Asked if she and her husband would still have pledged the money after the recession started, Garbose said she hoped they would have. "It was really a once-in-a-lifetime opportunity as a donor. If we ever wanted to do anything really meaningful, that was it."
The Garboses were among 281,440 donors, but the majority of the money came from big givers like them. Seven- and eight-figure gifts accounted for $335 million of the $476 million total, said Stuart Sullivan, executive vice president and chief development officer. Seventy-seven donors gave $1 million or more.
The campaign ended June 30, but the party celebrating donors is tonight at Karamoor, the Fort Washington estate of Athena and Nicholas Karabots, who gave $15 million for a primary-care center to be built in West Philadelphia. Invitations went to 1,500 people who gave $10,000 or more or who are significant benefactors for the Carousel Ball, a black-tie fund-raising event scheduled for Oct. 10. About 200 are expected to attend, Sullivan said.
Donors also provided money for the 11-story, 423,000-square-foot Colket Translational Research Building and 35 new endowed chairs (at about $2 million a pop). The campaign is supporting research into teen driving, autism, childhood cancer, inflammatory bowel disease, and blindness.
Hospital chief executive officer Steven Altschuler said Children's had about another billion dollars worth of needs and likely will start another campaign next year. While demand for care at Children's is increasing, he said, the hospital is being cautious with spending. "Obviously, the economy is still in a very fragile state," he said.
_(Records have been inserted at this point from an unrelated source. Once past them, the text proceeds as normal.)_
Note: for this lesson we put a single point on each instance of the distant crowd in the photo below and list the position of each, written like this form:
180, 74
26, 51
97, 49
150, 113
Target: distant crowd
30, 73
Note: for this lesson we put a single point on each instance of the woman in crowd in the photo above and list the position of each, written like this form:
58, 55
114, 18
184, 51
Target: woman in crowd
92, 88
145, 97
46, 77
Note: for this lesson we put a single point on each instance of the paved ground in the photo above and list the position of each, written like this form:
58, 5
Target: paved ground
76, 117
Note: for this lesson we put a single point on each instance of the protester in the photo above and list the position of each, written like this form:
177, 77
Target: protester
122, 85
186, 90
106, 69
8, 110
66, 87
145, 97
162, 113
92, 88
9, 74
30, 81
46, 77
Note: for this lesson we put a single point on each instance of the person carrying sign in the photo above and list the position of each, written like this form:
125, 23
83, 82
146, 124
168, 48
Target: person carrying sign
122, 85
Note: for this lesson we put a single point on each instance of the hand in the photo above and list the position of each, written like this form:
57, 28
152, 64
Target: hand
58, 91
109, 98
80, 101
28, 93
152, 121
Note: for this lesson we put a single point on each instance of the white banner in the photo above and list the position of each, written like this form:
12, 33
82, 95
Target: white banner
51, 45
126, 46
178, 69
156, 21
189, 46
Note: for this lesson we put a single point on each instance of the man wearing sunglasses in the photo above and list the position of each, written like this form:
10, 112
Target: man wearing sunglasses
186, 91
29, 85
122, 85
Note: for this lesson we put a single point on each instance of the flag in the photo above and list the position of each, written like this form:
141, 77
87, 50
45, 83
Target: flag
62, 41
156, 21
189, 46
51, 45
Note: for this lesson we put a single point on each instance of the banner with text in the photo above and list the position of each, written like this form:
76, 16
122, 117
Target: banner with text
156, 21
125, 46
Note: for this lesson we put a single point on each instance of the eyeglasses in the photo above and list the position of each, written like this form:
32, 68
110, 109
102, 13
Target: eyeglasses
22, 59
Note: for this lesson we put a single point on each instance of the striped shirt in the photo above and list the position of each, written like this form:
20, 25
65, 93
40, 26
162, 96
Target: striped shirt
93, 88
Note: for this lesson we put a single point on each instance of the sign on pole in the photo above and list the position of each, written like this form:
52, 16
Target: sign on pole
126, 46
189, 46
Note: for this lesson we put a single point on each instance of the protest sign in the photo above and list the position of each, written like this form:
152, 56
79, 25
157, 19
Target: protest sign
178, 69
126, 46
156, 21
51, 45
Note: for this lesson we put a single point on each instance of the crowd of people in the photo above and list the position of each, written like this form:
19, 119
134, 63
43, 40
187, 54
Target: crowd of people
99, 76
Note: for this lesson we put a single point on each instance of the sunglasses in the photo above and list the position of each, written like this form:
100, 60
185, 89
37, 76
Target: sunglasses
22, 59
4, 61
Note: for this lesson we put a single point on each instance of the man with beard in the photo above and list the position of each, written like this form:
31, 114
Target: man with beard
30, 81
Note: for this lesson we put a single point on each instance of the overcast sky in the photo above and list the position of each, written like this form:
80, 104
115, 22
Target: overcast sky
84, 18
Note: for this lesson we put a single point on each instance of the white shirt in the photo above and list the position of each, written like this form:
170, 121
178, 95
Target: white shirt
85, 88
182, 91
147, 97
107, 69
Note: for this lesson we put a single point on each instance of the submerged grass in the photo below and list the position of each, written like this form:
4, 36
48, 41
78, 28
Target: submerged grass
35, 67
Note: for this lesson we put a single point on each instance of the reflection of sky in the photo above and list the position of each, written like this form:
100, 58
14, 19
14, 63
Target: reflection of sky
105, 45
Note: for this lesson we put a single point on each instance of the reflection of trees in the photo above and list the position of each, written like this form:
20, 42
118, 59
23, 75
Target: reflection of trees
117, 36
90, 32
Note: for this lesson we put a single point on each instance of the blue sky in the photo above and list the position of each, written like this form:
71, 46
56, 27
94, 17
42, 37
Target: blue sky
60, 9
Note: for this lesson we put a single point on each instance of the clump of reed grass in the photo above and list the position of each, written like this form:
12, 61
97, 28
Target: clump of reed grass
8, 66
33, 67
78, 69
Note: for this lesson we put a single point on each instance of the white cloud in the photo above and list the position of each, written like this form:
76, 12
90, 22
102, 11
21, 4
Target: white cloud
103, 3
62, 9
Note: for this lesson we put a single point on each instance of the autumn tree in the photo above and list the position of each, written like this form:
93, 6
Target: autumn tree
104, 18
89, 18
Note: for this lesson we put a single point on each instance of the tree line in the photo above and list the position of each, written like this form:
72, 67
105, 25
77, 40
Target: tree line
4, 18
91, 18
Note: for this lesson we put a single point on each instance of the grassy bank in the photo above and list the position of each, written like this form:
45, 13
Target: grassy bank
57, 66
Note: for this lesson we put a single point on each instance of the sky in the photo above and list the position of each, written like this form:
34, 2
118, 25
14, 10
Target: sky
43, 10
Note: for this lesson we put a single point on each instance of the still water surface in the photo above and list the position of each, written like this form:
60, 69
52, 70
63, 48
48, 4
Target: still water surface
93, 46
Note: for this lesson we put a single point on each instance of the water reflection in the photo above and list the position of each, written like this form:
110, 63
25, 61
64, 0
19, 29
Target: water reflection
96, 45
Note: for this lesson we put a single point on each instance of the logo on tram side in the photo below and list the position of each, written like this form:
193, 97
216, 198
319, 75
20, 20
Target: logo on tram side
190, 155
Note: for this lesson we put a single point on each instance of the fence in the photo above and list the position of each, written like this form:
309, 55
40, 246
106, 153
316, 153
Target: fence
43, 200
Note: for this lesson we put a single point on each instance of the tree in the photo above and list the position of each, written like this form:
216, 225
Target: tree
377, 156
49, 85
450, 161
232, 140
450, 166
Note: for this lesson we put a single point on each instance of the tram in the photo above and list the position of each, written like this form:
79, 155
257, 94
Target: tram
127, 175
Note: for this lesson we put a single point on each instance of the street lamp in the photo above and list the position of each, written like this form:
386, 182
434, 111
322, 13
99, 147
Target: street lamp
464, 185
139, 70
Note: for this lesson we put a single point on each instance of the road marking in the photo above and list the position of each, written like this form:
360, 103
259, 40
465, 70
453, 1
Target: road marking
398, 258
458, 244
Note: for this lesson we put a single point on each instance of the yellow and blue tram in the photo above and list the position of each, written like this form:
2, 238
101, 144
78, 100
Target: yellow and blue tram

Michael Nilsen, spokesman for the Association of Fundraising Professionals, said he was hearing from members that "this is probably the most difficult fund-raising environment they've experienced in their careers and these are 30- and 40-year veterans."
The Giving USA Foundation, he said, found that total giving dropped from $314 billion in 2007 to $307 billion in 2008.
Laura Otten, executive director of the Nonprofit Center at La Salle University, said nonprofit groups that cater to children have an advantage. "People will tell you anything that involves kids is easier to raise money for than almost anything else," she said.
Nonetheless, Children's Hospital felt the chill cast by the recession and Bernie L. Madoff, Altschuler said. A $15 million gift is still on hold because of Madoff, and overall giving slipped in the last two years. When Altschuler arrived as CEO in 2000, he said, Children's was lucky to get $20 million in gifts in a year. During the campaign, which aggregates normal annual gifts and special donations, philanthropy peaked at $90 million in fiscal 2006-07. It fell to $68 million the following year and $48 million last year. The hospital's goal is to raise $56 million this fiscal year. The hope is that the campaign will raise the overall level of giving in coming years, Altschuler said.
While small donations have been steady for years, the recession took a toll on the big donations that are essential for a campaign like this, Altschuler said. "As we look back at the last year," he said, "we lost the ability to get those very, very large eight-figure gifts."
Typically, the hospital can get 10 to 12 seven-figure donations a year, Sullivan said. Last year, there were only seven. It was also harder work to get donors to commit.
"People are taking longer to make decisions . . . and we're having to ask more donors for gifts in order to receive the number of gifts we've received in the past," he said. Before the recession, one out of four might give. Now it's one out of five or six.
Lynne Garbose saw her gift at work late last year, soon after the special-delivery unit opened. She watched a delivery, saw the baby have surgery, and held the healthy baby several months later. "Seeing your dollars in action, that really felt good," she said.